Forward-Looking Statements

 

This press release contains forward-looking statements that are made pursuant to the safe harbor provisions of the Private Securities Litigation Reform Act of 1995. Such forward-looking statements include statements concerning the completion, timing and size of the proposed offering and other statements that are other than statements of historical facts. These statements involve significant risks and uncertainties. Because these statements reflect our current expectations concerning future events, our actual events could differ materially from those anticipated in these forward-looking statements as a result of many factors.

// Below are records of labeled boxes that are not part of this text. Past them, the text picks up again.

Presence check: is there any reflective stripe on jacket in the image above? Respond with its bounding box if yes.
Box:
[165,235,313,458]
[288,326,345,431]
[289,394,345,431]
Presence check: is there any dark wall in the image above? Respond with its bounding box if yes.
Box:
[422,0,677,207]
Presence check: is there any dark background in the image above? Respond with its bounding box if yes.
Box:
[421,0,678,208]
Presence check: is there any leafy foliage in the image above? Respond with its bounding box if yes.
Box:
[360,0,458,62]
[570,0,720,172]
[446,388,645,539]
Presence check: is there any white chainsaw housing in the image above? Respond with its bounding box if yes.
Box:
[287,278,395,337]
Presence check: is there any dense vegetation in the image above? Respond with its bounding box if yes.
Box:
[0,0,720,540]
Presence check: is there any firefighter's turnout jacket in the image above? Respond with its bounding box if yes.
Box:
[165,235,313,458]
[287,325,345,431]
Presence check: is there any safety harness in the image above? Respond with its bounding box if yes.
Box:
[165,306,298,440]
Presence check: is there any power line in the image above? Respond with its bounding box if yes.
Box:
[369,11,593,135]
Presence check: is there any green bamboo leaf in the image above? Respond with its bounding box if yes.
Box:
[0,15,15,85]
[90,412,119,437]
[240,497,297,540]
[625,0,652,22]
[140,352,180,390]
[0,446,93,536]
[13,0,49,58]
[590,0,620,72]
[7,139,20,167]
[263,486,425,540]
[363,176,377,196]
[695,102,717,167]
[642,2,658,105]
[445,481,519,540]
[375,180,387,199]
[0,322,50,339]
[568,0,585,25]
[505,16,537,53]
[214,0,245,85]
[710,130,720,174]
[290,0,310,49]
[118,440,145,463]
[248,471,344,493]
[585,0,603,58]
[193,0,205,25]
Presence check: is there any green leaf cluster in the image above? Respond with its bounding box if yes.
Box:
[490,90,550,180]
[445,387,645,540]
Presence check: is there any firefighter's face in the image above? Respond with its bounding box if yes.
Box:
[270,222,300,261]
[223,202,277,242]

These factors include, but are not limited to: the risk that the financing may be delayed or may not occur due to market or other conditions and the satisfaction of customary closing conditions related to the proposed public offering. Additional information concerning these and other factors that may cause actual events to differ materially from those anticipated in the forward-looking statements is contained in the “Risk Factors” section of Array’s most recent Annual Report on Form 10-K, in our other periodic reports and filings with the Securities and Exchange Commission and in the prospectus supplement related to the offering. We caution investors not to place undue reliance on the forward-looking statements contained in this press release. All forward-looking statements are based on information currently available to Array on the date hereof, and we undertake no obligation to revise or update these forward-looking statements to reflect events or circumstances after the date of this press release, except as required by law.